One of them is. Was. “My father died this week.”

He glances at me. “Nice try. I’m not falling for that.”

“I’m serious. That’s why I came up here tonight. I think I just needed a good cry.”

He stares at me suspiciously for a moment to make sure I’m not pulling his leg. He doesn’t apologize for the blunder. Instead, his eyes grow a little more curious, like his intrigue is actually authentic. “Were you close?”

That’s a hard question. I rest my chin on my arms and look down at the street again. “I don’t know,” I say with a shrug. “As his daughter, I loved him. But as a human, I hated him.”

I can feel him watching me for a moment, and then he says, “I like that. Your honesty.”

He likes my honesty. I think I might be blushing.

We’re both quiet again for a while, and then he says, “Do you ever wish people were more transparent?”

“How so?”

He picks at a piece of chipped stucco with his thumb until it breaks loose. He flicks it over the ledge. “I feel like everyone fakes who they really are, when deep down we’re all equal amounts of screwed up. Some of us are just better at hiding it than others.”

Either his high is setting in, or he’s just very introspective. Either way, I’m okay with it. My favorite conversations are the ones with no real answers.

“I don’t think being a little guarded is a negative thing,” I say. “Naked truths aren’t always pretty.”

He stares at me for a moment. “Naked truths,” he repeats. “I like that.” He turns around and walks to the middle of the rooftop. He adjusts the back on one of the patio loungers behind me and lowers himself onto it. It’s the kind you lie on, so he pulls his hands behind his head and looks up at the sky. I claim the one next to him and adjust it until I’m in the same position as him.

“Tell me a naked truth, Lily.”

“Pertaining to what?”

He shrugs. “I don’t know. Something you aren’t proud of. Something that will make me feel a little less screwed up on the inside.”

He’s staring up at the sky, waiting on me to answer. My eyes follow the line of his jaw, the curve of his cheeks, the outline of his lips. His eyebrows are drawn together in contemplation. I don’t understand why, but he seems to need conversation right now. I think about his question and try to find an honest answer. When I come up with one, I look away from him and back up to the sky.

“My father was abusive. Not to me—to my mother. He would get so angry when they fought that sometimes he would hit her. When that happened, he would spend the next week or two making up for it. He would do things like buy her flowers or take us out to a nice dinner. Sometimes he would buy me stuff because he knew I hated it when they fought.
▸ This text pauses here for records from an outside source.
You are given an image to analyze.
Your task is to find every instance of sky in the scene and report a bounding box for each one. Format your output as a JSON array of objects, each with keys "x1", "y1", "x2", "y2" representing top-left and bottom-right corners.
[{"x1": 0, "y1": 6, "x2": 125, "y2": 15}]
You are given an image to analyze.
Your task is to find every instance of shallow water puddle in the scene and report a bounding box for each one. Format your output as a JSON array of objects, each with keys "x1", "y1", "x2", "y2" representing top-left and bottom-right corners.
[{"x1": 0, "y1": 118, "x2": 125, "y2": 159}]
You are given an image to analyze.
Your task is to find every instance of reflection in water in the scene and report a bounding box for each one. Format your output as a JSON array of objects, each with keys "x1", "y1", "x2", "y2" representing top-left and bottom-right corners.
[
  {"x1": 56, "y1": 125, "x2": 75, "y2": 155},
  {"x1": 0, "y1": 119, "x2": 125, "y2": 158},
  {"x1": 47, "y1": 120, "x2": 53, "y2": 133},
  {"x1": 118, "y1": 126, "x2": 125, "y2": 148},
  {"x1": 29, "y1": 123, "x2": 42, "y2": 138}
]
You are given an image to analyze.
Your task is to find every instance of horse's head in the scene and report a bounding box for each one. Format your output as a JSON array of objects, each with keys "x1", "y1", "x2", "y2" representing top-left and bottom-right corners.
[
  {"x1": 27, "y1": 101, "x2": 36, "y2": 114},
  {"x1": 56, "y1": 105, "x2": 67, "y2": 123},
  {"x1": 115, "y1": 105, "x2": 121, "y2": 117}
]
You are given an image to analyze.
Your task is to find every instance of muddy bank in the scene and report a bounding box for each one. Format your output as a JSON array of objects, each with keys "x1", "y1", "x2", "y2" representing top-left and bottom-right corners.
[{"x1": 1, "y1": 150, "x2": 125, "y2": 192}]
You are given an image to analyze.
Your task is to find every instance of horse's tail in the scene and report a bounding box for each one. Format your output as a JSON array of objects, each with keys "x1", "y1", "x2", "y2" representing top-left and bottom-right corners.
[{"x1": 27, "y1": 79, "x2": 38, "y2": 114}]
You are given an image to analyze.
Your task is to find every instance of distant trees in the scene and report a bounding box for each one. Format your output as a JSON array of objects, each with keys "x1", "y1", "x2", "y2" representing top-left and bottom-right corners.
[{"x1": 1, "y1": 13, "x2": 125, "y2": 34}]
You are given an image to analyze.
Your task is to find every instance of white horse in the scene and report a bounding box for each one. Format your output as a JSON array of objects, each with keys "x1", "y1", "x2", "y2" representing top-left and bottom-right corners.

When I was a kid, I found myself looking forward to the nights they would fight. Because I knew if he hit her, the two weeks that followed would be great.” I pause. I’m not sure I’ve ever admitted that to myself. “Of course if I could, I would have made it to where he never touched her. But the abuse was inevitable with their marriage, and it became our norm. When I got older, I realized that not doing something about it made me just as guilty. I spent most of my life hating him for being such a bad person, but I’m not so sure I’m much better. Maybe we’re both bad people.”

Ryle looks over at me with a thoughtful expression. “Lily,” he says pointedly. “There is no such thing as bad people. We’re all just people who sometimes do bad things.”

I open my mouth to respond, but his words strike me silent. We’re all just people who sometimes do bad things. I guess that’s true in a way. No one is exclusively bad, nor is anyone exclusively good. Some are just forced to work harder at suppressing the bad.